La nature de ce dernier ne fait d'ailleurs jamais illusion. Il n'y a d'abord qu'Ichabod qui s'obstine à réfuter l'existence possible d'une magie que sa science ne pourrait expliquer. Détenteur d'un savoir scientifique qui contribue à le couper de ses contemporains, Crane se voit bientôt contraint d'abandonner toute ses certitudes face à l'existence de son fantastique adversaire, seul monstre véritable de l'intrigue, guidé par la volonté malveillante d'un maître énigmatique. A choisir donc entre pragmatisme et magie, Burton montre sans surprise une préférence nette pour la magie, et son cavalier sans tête devient évidemment l'incarnation parfaite et malsaine de l'imaginaire fantaisiste et sordide du cinéaste. Le fantastique burtonien de l'époque, essentiellement visuel, ne s'embarrassait ainsi jamais trop longtemps de la moindre remise en question et plongeait toujours avec joie dans la fantasy la plus macabre.

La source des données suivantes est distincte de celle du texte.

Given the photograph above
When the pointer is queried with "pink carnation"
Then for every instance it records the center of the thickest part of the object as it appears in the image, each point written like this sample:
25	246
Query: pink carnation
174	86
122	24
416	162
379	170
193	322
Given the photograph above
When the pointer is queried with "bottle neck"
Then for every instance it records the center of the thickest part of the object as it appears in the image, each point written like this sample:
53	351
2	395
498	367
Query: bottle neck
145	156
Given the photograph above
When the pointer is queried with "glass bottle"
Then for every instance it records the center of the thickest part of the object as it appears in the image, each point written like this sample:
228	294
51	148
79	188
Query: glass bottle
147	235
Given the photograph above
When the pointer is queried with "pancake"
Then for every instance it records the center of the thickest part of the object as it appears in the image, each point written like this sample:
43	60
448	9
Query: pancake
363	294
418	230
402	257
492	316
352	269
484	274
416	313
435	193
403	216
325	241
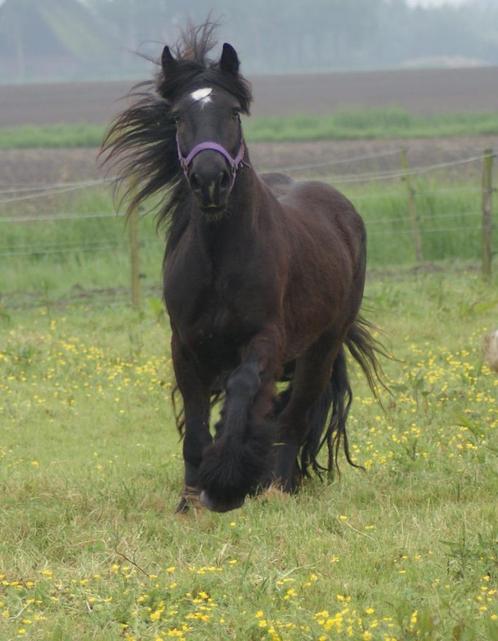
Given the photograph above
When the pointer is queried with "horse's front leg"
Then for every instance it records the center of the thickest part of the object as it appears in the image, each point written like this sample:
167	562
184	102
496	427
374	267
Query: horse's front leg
240	458
195	390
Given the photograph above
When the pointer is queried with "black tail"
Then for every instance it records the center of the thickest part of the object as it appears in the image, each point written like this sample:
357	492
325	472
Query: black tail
338	396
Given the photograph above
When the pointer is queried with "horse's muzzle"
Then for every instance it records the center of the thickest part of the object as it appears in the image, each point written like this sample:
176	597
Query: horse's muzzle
211	183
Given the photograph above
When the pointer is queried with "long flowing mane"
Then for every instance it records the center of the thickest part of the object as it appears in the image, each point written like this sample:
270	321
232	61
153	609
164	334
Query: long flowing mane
140	145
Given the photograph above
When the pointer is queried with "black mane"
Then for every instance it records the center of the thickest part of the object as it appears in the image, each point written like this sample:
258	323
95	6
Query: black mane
140	145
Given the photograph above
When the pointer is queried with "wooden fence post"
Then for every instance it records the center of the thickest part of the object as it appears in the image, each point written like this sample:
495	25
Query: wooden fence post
133	229
412	207
487	213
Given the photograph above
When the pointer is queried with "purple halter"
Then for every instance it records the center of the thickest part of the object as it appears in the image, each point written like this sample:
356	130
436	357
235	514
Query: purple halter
235	163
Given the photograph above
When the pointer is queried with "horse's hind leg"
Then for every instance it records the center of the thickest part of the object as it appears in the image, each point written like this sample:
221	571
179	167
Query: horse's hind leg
309	386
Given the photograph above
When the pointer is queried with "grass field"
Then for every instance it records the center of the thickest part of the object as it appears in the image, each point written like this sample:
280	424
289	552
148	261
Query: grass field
90	472
53	258
353	125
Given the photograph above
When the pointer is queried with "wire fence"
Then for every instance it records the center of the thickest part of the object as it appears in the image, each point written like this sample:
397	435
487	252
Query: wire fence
417	216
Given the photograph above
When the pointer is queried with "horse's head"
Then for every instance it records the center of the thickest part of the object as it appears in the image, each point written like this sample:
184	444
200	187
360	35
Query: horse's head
208	129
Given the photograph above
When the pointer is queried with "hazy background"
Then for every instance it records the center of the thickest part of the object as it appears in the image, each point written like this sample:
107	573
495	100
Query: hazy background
75	40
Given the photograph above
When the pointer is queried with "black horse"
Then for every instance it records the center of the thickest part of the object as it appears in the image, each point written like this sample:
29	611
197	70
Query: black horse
263	281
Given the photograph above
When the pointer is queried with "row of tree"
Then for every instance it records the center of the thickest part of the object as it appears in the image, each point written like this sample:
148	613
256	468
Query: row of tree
272	36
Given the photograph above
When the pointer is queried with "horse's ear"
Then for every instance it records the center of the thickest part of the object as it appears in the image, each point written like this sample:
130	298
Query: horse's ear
229	60
168	63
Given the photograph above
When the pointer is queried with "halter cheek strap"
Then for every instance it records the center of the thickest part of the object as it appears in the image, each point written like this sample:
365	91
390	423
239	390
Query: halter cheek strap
234	163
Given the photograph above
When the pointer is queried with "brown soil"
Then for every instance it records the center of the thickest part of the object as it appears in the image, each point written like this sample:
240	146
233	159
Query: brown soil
419	91
41	166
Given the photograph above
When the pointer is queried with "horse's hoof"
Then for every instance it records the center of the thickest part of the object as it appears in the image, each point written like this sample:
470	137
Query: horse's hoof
190	499
214	506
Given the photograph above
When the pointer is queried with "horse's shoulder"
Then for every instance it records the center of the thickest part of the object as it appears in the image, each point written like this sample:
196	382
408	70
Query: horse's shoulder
278	183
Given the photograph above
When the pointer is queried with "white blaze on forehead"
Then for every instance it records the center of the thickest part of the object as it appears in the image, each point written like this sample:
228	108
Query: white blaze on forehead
203	95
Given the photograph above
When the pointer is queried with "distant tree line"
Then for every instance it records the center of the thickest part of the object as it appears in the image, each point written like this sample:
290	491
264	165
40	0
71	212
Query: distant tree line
297	35
272	36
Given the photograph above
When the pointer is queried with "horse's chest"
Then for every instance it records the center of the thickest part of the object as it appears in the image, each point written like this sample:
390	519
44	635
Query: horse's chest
212	317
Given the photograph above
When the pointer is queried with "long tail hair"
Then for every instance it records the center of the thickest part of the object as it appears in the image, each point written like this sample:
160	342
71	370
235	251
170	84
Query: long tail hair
337	398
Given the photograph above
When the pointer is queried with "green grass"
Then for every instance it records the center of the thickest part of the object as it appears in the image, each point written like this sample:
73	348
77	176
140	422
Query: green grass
50	259
354	124
90	471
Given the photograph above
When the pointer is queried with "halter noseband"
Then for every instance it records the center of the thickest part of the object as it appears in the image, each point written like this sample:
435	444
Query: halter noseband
235	163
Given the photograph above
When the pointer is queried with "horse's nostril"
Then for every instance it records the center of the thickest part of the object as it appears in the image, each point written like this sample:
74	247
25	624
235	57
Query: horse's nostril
224	179
195	183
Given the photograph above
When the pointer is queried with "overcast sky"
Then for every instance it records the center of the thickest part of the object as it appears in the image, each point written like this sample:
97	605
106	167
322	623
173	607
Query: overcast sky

La force du film ne se limite pourtant pas seulement à son tour de force visuel mais également à des sursauts de cruauté surprenants de la part du Burton d'alors. Ainsi, jamais le cinéaste n'avait encore fait preuve d'autant de férocité dans l'élaboration de ses mises à mort successives. De la mère du héros sacrifiée façon vierge de Nuremberg (hommage appuyé au Masque du Démon de Mario Bava, un des films de chevet de Burton) au soupirant valeureux se battant en duel avec l'assassin avant de se faire littéralement couper en deux par sa lame, en passant par cette famille décimée du point de vue d'un enfant avant que celui-ci ne soit également sacrifié (hors-champ) par le cavalier, Burton fait montre d'une réelle audace, et confère à son cavalier une aura de tueur impitoyable et invulnérable, capable des pires atrocités. Malin, le réalisateur en profite au passage pour questionner le spectateur sur les motivations du tueur lorsque ce dernier se refuse de tuer Ichabod lors de leur première confrontation. Chaque apparition du cavalier donnent d'ailleurs lieu à des séquences d'actions et de duels à l'arme blanche soigneusement chorégraphiées (c'est d'ailleurs Ray Park/Darth Maul qui doublait le cavalier lors des scènes de combat). Des affrontements mémorables qui tendent à rapprocher Sleepy Hollow des classiques de films de cape et d'épée et qui trouvent en point d'orgue cette formidable confrontation finale sur le toit d'un carrosse lancé à toute allure au milieu d'une forêt sinistre.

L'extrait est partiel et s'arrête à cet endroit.